“Storytelling is the most powerful way to put ideas into the world.” -Robert Mckee

In this article, using small stories, I will try to explain the concepts of ensemble machine learning.

In recent times, I haven’t found any Kaggle competition-winning solution which doesn’t have ensemble machine learning. So, it might be a good way to understand the basic concepts of ensemble machine learning using some examples.

## Ensemble machine learning

Suppose you want to buy a house. To understand if this is the perfect house for you or not, you will ask questions to your friends who have bought a house, real-estate brokers, neighbors, colleagues, and your parents. You will give weights to each of the answers and try to arrive at the final answer to your question. Exactly, this is ensemble learning.

*Ensemble machine learning is an art to create a model by merging different categories of learners together, to obtain better prediction and stability.*

*Naive Ensemble* machine learning techniques are:

**Max voting**— Based on the previous example, if you have asked 10 people about the house and 7 people told not to buy the house.

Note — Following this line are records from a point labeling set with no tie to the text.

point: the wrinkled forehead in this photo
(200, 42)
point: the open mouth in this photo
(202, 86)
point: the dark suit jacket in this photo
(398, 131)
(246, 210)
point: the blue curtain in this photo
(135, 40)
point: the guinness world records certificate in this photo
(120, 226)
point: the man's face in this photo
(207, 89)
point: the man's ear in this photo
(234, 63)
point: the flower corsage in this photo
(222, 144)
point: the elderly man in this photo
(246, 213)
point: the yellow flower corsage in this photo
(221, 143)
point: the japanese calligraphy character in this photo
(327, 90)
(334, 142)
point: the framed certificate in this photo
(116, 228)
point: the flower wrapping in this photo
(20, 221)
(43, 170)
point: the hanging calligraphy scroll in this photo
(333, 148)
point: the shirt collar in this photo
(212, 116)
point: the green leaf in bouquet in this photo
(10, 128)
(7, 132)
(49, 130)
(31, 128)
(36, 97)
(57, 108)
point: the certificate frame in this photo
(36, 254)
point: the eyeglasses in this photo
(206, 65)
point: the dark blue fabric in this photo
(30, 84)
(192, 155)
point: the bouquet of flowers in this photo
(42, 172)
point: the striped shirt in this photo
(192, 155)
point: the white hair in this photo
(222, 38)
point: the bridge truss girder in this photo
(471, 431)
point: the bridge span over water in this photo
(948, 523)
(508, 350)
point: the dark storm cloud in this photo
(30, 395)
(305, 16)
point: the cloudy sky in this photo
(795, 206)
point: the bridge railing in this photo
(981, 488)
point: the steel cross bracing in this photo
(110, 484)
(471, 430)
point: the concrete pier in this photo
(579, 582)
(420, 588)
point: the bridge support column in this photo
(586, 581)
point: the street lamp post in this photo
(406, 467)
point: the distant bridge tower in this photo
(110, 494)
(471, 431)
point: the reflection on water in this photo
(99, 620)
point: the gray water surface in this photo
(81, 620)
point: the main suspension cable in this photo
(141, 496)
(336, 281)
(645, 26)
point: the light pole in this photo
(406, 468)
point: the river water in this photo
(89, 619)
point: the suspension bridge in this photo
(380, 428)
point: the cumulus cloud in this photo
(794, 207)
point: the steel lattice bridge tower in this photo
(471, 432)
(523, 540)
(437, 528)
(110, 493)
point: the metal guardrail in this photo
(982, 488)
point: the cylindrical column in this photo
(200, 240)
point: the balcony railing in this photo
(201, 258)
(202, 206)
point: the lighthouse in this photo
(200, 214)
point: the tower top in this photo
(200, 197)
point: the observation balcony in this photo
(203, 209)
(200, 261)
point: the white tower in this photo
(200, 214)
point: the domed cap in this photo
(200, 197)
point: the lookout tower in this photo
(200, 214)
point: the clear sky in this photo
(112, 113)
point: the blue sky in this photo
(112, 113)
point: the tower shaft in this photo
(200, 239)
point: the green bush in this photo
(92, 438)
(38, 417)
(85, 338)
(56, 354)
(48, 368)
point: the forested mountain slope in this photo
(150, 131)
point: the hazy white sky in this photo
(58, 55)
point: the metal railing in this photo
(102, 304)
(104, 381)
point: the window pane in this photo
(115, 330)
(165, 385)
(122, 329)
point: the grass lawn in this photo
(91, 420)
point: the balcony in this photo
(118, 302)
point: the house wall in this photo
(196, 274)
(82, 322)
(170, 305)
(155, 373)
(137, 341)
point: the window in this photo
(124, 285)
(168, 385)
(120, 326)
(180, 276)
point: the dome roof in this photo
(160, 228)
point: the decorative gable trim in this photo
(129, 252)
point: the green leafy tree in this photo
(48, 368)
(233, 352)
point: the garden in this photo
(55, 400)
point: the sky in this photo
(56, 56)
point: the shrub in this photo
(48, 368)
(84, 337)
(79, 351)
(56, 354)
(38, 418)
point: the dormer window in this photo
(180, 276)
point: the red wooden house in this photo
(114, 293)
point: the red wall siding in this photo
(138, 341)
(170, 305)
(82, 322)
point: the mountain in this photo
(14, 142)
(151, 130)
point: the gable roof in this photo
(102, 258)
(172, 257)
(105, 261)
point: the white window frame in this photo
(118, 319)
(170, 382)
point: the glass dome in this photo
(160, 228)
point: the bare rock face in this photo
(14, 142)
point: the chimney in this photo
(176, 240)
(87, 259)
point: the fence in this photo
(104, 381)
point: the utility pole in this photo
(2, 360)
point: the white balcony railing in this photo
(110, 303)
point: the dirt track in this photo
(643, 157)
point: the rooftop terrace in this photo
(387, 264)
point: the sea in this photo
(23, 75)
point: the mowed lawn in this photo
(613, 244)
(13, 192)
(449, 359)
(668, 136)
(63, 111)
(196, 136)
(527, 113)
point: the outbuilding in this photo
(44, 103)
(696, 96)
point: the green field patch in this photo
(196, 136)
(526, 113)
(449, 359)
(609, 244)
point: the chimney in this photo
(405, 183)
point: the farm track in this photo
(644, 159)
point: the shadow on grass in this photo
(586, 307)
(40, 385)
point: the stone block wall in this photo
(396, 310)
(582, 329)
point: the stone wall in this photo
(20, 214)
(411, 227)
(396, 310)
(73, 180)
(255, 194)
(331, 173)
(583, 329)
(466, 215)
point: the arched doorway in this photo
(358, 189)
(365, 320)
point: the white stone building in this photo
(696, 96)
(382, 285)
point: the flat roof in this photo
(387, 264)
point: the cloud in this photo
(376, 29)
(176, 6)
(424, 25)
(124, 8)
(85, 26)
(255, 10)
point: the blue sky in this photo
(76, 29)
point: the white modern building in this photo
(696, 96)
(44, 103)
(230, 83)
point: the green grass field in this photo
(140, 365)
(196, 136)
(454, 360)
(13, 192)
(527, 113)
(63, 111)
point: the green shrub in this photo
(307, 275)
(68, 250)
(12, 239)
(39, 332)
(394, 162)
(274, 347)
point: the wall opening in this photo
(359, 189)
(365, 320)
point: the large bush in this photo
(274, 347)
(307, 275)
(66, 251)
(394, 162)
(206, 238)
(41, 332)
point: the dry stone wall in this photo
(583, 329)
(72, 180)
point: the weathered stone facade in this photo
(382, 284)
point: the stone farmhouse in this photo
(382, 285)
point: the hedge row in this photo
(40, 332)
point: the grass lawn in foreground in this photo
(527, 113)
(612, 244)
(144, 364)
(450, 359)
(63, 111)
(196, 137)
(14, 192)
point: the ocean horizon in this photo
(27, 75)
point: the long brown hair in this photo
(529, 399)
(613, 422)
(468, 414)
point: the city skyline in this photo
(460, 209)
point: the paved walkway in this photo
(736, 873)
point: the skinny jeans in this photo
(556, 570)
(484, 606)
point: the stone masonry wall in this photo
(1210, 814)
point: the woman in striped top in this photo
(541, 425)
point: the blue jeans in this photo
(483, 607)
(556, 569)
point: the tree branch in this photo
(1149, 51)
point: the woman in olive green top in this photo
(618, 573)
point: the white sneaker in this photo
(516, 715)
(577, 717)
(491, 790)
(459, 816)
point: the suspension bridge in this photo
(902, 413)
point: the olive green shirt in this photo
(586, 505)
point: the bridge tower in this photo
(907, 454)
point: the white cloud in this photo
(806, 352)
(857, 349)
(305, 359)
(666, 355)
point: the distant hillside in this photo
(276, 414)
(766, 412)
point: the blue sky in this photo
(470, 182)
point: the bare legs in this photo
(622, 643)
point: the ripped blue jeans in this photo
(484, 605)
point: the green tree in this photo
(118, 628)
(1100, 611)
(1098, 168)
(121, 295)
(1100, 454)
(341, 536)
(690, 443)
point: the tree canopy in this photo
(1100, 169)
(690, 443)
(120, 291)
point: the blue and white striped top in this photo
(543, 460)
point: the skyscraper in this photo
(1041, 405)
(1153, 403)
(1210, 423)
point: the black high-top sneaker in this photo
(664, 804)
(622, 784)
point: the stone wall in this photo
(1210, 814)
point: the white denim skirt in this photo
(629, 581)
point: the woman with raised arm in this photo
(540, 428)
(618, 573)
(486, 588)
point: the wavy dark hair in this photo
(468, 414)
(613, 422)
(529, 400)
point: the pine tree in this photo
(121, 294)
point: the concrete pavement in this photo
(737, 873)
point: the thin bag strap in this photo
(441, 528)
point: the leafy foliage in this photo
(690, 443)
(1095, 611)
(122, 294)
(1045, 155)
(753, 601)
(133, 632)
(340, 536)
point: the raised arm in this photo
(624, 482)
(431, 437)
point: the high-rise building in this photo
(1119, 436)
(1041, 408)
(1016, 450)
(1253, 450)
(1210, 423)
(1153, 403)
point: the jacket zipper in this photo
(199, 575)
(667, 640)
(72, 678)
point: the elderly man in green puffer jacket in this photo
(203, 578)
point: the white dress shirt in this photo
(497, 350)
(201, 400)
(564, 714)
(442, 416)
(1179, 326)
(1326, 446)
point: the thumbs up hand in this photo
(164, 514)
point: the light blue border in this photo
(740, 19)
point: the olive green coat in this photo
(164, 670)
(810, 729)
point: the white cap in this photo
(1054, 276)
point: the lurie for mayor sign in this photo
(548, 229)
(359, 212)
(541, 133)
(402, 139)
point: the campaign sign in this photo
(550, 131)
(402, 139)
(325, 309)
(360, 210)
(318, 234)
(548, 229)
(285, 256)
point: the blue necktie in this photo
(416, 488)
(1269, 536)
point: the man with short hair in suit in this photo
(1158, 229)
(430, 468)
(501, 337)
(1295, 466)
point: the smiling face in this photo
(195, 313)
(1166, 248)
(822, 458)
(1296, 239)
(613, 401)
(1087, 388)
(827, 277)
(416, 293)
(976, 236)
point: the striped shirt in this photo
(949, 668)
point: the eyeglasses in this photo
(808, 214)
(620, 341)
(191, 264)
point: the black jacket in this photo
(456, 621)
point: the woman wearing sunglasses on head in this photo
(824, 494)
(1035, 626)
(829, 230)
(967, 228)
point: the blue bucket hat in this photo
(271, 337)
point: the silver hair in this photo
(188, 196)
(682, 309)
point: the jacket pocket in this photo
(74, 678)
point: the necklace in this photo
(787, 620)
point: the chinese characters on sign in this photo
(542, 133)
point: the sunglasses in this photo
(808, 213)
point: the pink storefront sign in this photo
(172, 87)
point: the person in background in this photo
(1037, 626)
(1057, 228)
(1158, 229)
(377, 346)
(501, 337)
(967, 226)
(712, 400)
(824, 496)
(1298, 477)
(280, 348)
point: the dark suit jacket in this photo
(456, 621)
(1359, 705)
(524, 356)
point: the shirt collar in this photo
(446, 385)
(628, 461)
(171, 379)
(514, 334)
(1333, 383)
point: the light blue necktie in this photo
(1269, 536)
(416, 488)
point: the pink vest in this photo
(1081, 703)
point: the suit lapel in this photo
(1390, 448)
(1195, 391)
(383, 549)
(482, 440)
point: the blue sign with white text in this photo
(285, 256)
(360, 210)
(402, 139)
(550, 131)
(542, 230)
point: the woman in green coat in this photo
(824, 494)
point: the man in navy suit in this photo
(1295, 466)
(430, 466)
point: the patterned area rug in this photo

Your answer is not to buy the house based on max voting.**Averaging**— If each of these people gives the probability that you should buy this house or not (Like your parents say that this house will be 70% suitable for you), you take an average of all these probabilities and take the decision to buy the house.**Weighted averaging**— Suppose, you have a trust issue and you trust more your parents and close friends than any other. You give some higher weights(suppose 60%) to the probabilities given by these people and lower weights(40%) to others. Then you will take the weighted average and take the final probability.

*Advance Ensemble* machine learning techniques are:

**Bagging**— Also known as Bootstrap Aggregating.

I have a set of multi-colored balls in my bag. I asked a kid to pick 5 balls. Then again, I put the balls back and asked the kid to pick 5 balls again and again. This repetitive task is known as Bootstrapping or sampling with replacement.

“

Bootstrappingis any test or metric that uses random sampling with replacement, and falls under the broader class of resampling methods.” -Wikipedia

Now, based on every 5 balls drawn, I will find the probability of a white ball. Suppose, I get 2 white balls out of 5, then I have a probability of 2/5 i.e. 40% and if I get 0 white balls out of 5, then I have a probability of 0/5 i.e. 0%.

In the end, I will take the average probability of all the time the ball is drawn and conclude what is the probability of getting a white ball getting drawn from the bag?

So basically, I am creating a small model out of each sample of balls withdrawn and then the balls are put back. In the end, I combined the predictions of each of the models to obtain the final solution — probability. This is bagging.

*ML version of bagging*:

- From the original dataset, randomly multiple samples are generated with replacement
- A weak learner (a base model like a decision tree) is created on each of these subsets, such that all these weak learners are independent of each other and run in parallel
- Finally, combine the predictions obtained from each of these weak learners to create a prediction for the strong learner(final bagging model)
- One of the most popular examples of bagging is Random Forest

*Advantage*:

a. Less Overfitting — Many weak learners aggregated typically outperform a single learner over the entire set, and has less overfit

b. Stable — Removes variance in high-variance low-bias data sets

c. Faster — Can be performed in parallel, as each separate bootstrap can be processed on its own before combination

*Disadvantage*:

a. Expensive — computationally it will be expensive if the data set is quite big

b. Bias — In a data set with high bias, bagging will also carry high bias into its aggregate

c. Complex — Loss of interpretability of a model.

**2. Boosting**

One day, I thought why not cook food on your own. So, I cooked food. But I found I have added extra salt. So, it was not tasty. The next time when I cooked, I put lesser salt. But I found it was too spicy. So, the next time when I cooked I put in adequate spice and salt, but the food got burnt. So, the next time when I cooked, I put adequate spice and salt with food getting cooked at low flame and I was watchful. Finally, I cooked tasty food. At the inception, I was a weak learner. But I keep on learning from my own mistakes and in the end, I became a strong learner.

*ML version*

In boosting, the weak learner (decision tree) with a relatively high bias are built sequentially such that each subsequent weak learner aims to reduce the errors (mistakes) of the previous learner. Each learner learns from its predecessors and updates the residual errors. Hence, the learner that grows next in the sequence will learn from an updated version of the residuals. Each of these weak learners contributes some vital information for prediction, enabling the boosting technique to produce a strong learner by effectively combining these weak learners. The final strong learner brings down both the bias and the variance.

There are two types of boosting:

**A. Weight based Boosting**

Steps:

i. A sample dataset is taken to train the model with a weak learner. For example, I have three independent variables X1, X2, and X3, and the dependent variable Y which I have to predict.